Updated

A company that planned to sell home anthrax-testing kits saw its stock price plunge by 55 percent after promising to stop marketing the tests while federal authorities investigate.

"We are suspending any efforts to market the product," Vital Living Products said in a statement Friday. Calls to the company's offices and company president Donald Podrebarac's home on Saturday were not immediately returned.

Vital Living Products confirmed Friday that it is under investigation by the Securities and Exchange Commission. The FBI raided its offices and a related New Jersey lab on Thursday.

The company's stock closed at 20 cents Friday.

Vital Living caught national attention soon after the first mail-borne cases of anthrax were detected by announcing it would sell the first over-the-counter anthrax test kit by Thanksgiving.

Vital Living said two large national retail chains would carry the PurTest anthrax kits. By early November, the company said it had received more than $150,000 worth of orders.

The company's stock, which had been trading at 5 cents on Oct. 1, rose to a high of $2.03 on Oct. 23.
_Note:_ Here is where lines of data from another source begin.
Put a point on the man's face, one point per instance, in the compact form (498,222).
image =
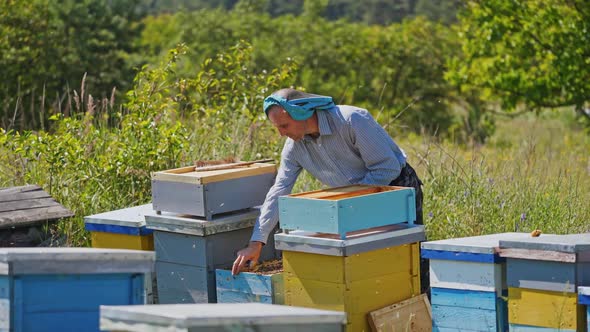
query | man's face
(293,129)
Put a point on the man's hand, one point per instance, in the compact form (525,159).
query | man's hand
(250,253)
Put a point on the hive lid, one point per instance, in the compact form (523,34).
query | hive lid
(189,175)
(483,244)
(74,261)
(168,316)
(132,217)
(355,242)
(185,224)
(338,193)
(569,248)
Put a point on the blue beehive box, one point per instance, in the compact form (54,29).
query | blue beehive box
(189,249)
(347,209)
(543,275)
(584,299)
(61,289)
(220,317)
(249,287)
(467,280)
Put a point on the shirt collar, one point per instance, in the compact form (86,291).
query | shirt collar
(323,124)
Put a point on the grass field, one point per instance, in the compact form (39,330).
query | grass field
(534,173)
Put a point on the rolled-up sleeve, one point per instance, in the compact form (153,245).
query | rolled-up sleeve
(287,174)
(376,148)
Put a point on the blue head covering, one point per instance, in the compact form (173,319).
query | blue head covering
(299,109)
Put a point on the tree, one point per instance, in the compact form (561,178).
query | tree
(48,45)
(534,53)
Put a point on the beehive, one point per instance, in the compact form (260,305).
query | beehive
(124,229)
(249,287)
(543,274)
(467,280)
(347,209)
(121,229)
(189,249)
(207,193)
(61,289)
(584,300)
(221,317)
(368,270)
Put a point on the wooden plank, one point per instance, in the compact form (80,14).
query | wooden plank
(33,216)
(27,204)
(213,176)
(24,196)
(343,192)
(413,315)
(21,189)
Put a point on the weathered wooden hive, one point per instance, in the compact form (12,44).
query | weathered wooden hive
(189,249)
(220,317)
(205,193)
(57,289)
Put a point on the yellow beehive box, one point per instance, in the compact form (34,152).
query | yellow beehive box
(121,229)
(369,270)
(545,309)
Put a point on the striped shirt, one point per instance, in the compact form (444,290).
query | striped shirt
(352,149)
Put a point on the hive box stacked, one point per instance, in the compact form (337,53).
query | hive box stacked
(347,209)
(467,280)
(121,229)
(124,229)
(584,300)
(249,287)
(543,274)
(207,193)
(220,317)
(61,289)
(367,271)
(189,249)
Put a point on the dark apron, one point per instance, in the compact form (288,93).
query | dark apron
(409,178)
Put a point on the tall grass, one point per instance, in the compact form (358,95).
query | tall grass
(533,173)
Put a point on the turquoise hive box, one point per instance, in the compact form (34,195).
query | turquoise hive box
(189,249)
(220,317)
(347,209)
(468,282)
(61,289)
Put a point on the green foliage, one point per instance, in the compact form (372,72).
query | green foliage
(532,175)
(48,46)
(397,70)
(535,53)
(169,121)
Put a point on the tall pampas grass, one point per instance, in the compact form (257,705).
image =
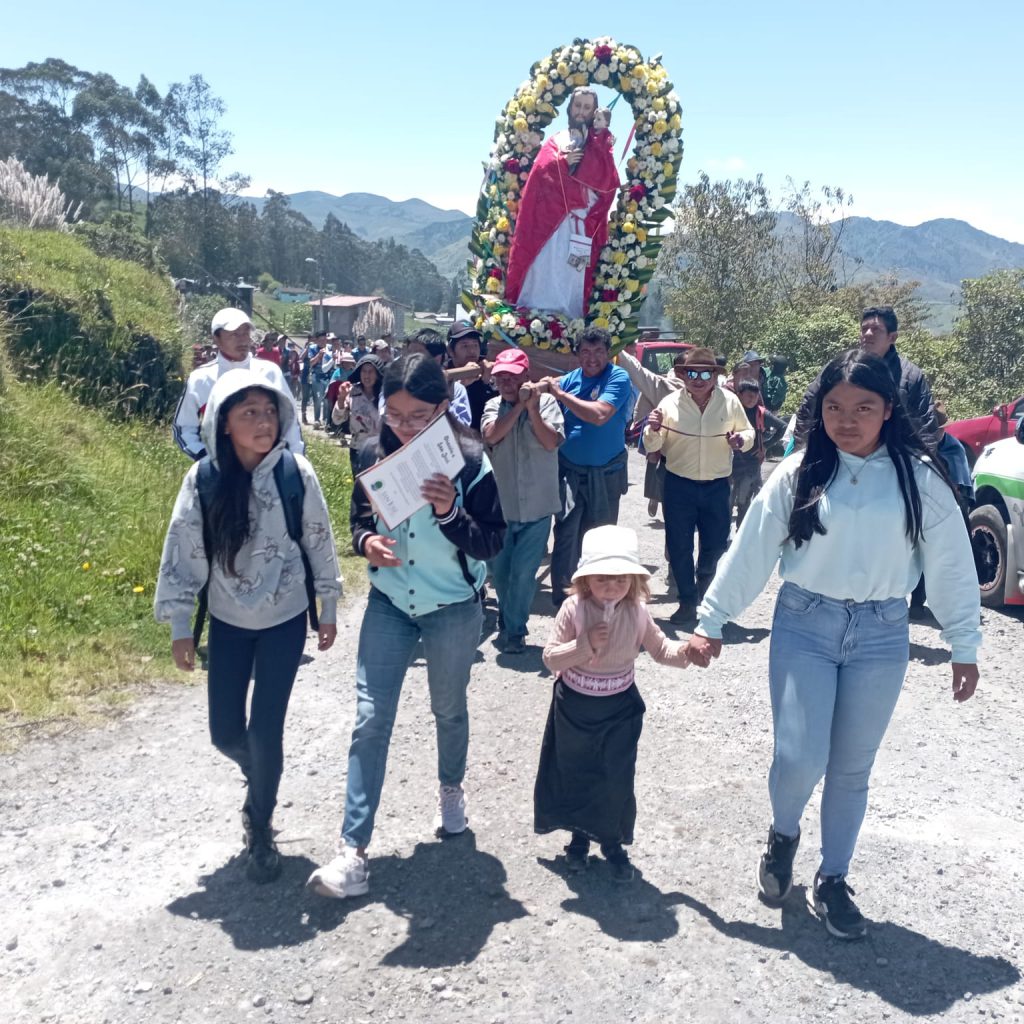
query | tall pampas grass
(32,200)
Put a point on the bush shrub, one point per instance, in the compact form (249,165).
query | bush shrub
(107,330)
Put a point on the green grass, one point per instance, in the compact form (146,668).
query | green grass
(83,510)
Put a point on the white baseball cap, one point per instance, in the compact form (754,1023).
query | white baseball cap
(229,320)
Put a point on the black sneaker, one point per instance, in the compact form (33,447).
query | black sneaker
(577,853)
(247,824)
(830,901)
(263,863)
(775,867)
(619,862)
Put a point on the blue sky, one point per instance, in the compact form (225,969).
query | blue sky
(913,108)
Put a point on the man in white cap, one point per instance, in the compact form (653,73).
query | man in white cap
(231,330)
(522,430)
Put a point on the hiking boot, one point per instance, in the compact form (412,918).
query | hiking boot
(577,853)
(263,861)
(775,867)
(684,614)
(830,901)
(451,811)
(619,862)
(347,875)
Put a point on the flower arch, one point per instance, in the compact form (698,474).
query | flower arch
(627,262)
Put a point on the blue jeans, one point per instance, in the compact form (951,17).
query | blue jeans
(836,671)
(701,506)
(387,640)
(513,571)
(270,658)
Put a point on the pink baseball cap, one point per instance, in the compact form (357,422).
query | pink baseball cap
(510,360)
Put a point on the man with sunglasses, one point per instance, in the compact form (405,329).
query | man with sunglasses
(696,429)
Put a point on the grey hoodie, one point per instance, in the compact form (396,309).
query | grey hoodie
(269,587)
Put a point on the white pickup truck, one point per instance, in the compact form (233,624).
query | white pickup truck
(997,521)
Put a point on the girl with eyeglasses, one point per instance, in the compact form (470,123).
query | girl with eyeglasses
(426,579)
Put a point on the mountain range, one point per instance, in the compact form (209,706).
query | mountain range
(939,253)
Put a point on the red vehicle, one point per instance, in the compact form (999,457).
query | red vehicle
(657,354)
(975,434)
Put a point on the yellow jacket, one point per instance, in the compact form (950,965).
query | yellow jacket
(693,442)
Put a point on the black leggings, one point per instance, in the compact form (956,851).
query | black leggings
(257,747)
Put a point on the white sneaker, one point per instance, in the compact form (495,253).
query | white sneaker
(347,875)
(451,811)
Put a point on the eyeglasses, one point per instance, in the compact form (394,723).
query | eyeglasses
(415,422)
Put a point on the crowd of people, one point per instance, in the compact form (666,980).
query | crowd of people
(868,505)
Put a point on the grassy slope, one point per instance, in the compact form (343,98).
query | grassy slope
(83,510)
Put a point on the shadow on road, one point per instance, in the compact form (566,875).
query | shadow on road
(637,911)
(451,894)
(255,916)
(919,975)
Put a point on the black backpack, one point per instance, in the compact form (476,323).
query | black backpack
(292,492)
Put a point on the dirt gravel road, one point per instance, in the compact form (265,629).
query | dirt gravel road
(123,898)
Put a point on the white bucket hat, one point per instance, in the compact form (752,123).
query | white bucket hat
(610,551)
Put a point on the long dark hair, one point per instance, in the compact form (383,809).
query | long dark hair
(227,514)
(423,379)
(899,434)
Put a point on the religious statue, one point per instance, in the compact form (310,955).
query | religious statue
(562,222)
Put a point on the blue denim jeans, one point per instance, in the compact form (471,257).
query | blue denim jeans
(387,640)
(836,672)
(513,571)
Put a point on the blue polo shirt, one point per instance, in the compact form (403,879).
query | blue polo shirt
(587,444)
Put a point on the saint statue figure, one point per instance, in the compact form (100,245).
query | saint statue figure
(562,222)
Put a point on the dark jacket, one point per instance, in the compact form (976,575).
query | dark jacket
(912,387)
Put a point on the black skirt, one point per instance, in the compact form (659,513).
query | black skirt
(588,762)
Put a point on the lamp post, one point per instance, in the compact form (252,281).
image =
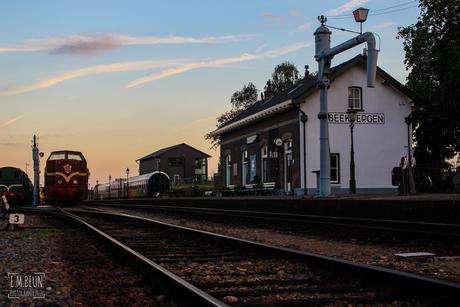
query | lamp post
(352,118)
(127,186)
(360,16)
(324,55)
(110,179)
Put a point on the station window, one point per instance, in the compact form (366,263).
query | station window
(355,98)
(264,164)
(335,167)
(244,171)
(200,166)
(177,161)
(228,166)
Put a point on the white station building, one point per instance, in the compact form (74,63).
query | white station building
(277,139)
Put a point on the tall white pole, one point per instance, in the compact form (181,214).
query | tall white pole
(324,55)
(35,156)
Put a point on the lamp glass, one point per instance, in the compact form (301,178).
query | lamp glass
(360,14)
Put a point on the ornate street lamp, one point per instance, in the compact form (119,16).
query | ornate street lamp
(352,118)
(360,16)
(127,186)
(324,55)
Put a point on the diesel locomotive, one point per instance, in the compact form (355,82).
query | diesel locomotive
(66,178)
(16,186)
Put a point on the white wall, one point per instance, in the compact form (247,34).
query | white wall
(378,147)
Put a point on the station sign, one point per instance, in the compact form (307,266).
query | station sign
(361,118)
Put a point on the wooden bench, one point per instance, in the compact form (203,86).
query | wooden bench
(270,187)
(229,191)
(248,190)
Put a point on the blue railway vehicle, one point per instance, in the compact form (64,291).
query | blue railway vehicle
(16,186)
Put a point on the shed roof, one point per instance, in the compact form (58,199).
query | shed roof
(162,151)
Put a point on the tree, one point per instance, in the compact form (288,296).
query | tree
(432,48)
(285,75)
(240,100)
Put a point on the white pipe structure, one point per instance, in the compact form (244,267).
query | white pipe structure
(35,156)
(324,55)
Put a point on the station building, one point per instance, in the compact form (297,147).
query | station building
(178,162)
(277,138)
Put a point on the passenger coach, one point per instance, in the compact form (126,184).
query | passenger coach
(147,185)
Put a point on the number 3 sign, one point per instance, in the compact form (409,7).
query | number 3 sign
(16,218)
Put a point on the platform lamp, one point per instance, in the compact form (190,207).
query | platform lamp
(127,186)
(360,16)
(351,112)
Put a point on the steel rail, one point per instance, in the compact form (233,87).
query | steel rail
(415,286)
(411,285)
(185,293)
(320,220)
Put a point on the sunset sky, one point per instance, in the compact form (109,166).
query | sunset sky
(118,80)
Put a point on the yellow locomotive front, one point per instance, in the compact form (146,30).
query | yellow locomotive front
(66,177)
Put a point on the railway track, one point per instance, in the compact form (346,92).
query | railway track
(410,227)
(215,270)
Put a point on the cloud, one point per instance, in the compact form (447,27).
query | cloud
(184,65)
(273,17)
(91,71)
(245,57)
(306,26)
(346,7)
(90,45)
(296,14)
(384,25)
(13,120)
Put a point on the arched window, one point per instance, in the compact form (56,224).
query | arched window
(264,164)
(288,162)
(228,166)
(355,98)
(244,171)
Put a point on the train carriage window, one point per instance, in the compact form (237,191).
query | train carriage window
(75,156)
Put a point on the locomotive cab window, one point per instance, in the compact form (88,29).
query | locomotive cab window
(57,156)
(75,156)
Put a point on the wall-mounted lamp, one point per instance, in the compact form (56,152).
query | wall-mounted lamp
(360,16)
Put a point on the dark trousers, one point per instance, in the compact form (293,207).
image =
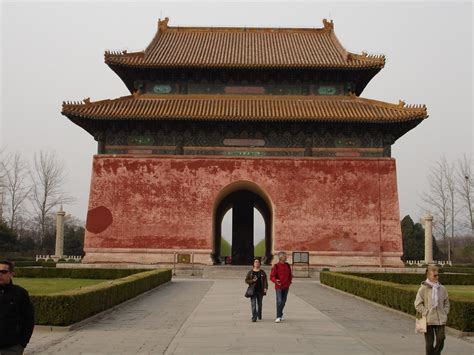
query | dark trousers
(282,294)
(431,332)
(256,303)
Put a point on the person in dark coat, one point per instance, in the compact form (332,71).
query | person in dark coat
(16,313)
(258,278)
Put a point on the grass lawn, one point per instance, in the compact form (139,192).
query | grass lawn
(39,286)
(454,291)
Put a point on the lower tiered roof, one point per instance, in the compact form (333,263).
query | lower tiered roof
(244,108)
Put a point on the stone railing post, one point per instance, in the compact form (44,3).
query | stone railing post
(59,251)
(428,238)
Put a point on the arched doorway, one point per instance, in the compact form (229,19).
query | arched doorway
(242,199)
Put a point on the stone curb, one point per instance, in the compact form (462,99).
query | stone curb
(75,326)
(449,330)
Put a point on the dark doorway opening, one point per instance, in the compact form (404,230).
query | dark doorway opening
(242,202)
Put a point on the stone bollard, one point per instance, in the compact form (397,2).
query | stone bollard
(59,251)
(428,238)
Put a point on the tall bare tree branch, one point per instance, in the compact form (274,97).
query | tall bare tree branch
(465,184)
(48,177)
(15,184)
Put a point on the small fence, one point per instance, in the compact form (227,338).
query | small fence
(179,258)
(301,259)
(55,258)
(422,262)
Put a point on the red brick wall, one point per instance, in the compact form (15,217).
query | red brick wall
(332,204)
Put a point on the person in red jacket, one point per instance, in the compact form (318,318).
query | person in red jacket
(281,277)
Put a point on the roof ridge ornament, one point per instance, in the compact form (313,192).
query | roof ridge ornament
(328,25)
(163,24)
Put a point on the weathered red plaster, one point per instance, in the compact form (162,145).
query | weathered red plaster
(98,219)
(339,205)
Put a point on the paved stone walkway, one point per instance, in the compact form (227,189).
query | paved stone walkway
(212,317)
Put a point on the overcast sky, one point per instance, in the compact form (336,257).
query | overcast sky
(52,52)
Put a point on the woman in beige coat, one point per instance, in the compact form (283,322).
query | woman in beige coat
(432,302)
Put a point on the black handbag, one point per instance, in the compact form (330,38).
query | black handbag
(250,291)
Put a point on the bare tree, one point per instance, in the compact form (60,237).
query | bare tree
(48,176)
(437,200)
(15,184)
(2,182)
(465,188)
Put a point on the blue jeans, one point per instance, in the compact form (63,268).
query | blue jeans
(282,294)
(256,304)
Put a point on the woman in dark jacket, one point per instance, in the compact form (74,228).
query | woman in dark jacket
(258,279)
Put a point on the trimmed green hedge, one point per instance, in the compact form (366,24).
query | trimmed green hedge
(65,308)
(83,273)
(34,263)
(415,279)
(461,315)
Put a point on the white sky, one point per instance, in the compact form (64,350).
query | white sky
(52,52)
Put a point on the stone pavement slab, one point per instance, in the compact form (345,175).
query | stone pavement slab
(221,324)
(197,316)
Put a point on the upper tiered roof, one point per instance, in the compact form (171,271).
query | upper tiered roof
(245,48)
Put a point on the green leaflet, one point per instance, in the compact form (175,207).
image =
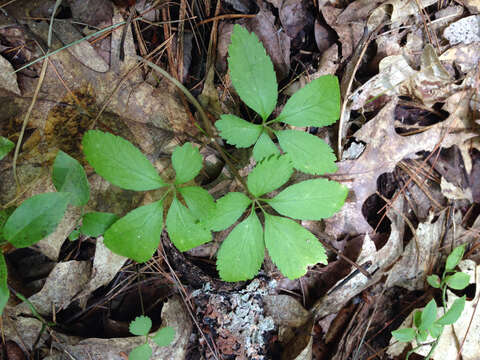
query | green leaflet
(309,153)
(199,201)
(454,313)
(458,281)
(5,146)
(429,315)
(454,258)
(119,162)
(187,163)
(404,335)
(164,336)
(269,174)
(185,231)
(237,131)
(264,147)
(316,104)
(251,72)
(141,325)
(95,224)
(242,252)
(35,219)
(142,352)
(291,246)
(314,199)
(228,210)
(137,234)
(4,292)
(69,177)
But public health experts raised questions about the reliability of a home test kit and said inaccurate results could create panic. Those concerns led retailers to say they wouldn't stock the kits in their distribution centers, although individual stores could still order them.

Podrebarac said he planned to have an independent lab validate the kits before they went on the market.

Vital Living announced Tuesday that a New Jersey lab, Sani-Pure Food Laboratories, had confirmed the reliability of the test kits. Vital Living backed off that statement Friday, saying that Sani-Pure's report included inaccurate information. The SEC has subpoenaed the report.